He got a paper book out of a drawer and set it before him open. “Well?” said he.
But I had shot my bolt and sat speechless.
“Come, come, Mr. Balfour,” said he, “you must continue. Where were you born?”
“In Essendean, sir,” said I, “the year 1733, the 12th of March.”
He seemed to follow this statement in his paper book; but what that meant I knew not. “Your father and mother?” said he.
“My father was Alexander Balfour, schoolmaster of that place,” said I, “and my mother Grace Pitarrow; I think her people were from Angus.”
“Have you any papers proving your identity?” asked Mr. Rankeillor.
“No, sir,” said I, “but they are in the hands of Mr. Campbell, the minister, and could be readily produced. Mr. Campbell, too, would give me his word; and for that matter, I do not think my uncle would deny me.”
“Meaning Mr. Ebenezer Balfour?” says he.
“The same,” said I.
“Whom you have seen?” he asked.
“By whom I was received into his own house,” I answered.
“Did you ever meet a man of the name of Hoseason?” asked Mr. Rankeillor.
“I did so, sir, for my sins,” said I; “for it was by his means and the procurement of my uncle, that I was kidnapped within sight of this town, carried to sea, suffered shipwreck and a hundred other hardships, and stand before you to-day in this poor accoutrement.”
“You say you were shipwrecked,” said Rankeillor; “where was that?”
“Off the south end of the Isle of Mull,” said I. “The name of the isle on which I was cast up is the Island Earraid.”

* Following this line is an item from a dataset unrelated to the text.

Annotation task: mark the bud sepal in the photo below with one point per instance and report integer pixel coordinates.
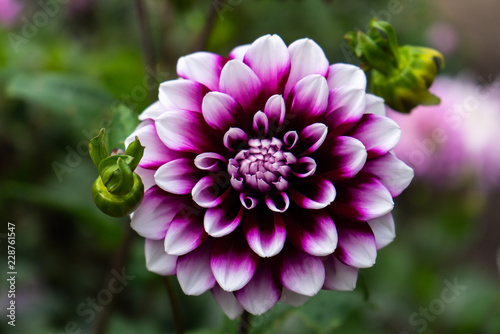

“Ah!” says he, smiling, “you are deeper than me in the geography. But so far, I may tell you, this agrees pretty exactly with other informations that I hold. But you say you were kidnapped; in what sense?”
“In the plain meaning of the word, sir,” said I. “I was on my way to your house, when I was trepanned on board the brig, cruelly struck down, thrown below, and knew no more of anything till we were far at sea. I was destined for the plantations; a fate that, in God’s providence, I have escaped.”
“The brig was lost on June the 27th,” says he, looking in his book, “and we are now at August the 24th. Here is a considerable hiatus, Mr. Balfour, of near upon two months. It has already caused a vast amount of trouble to your friends; and I own I shall not be very well contented until it is set right.”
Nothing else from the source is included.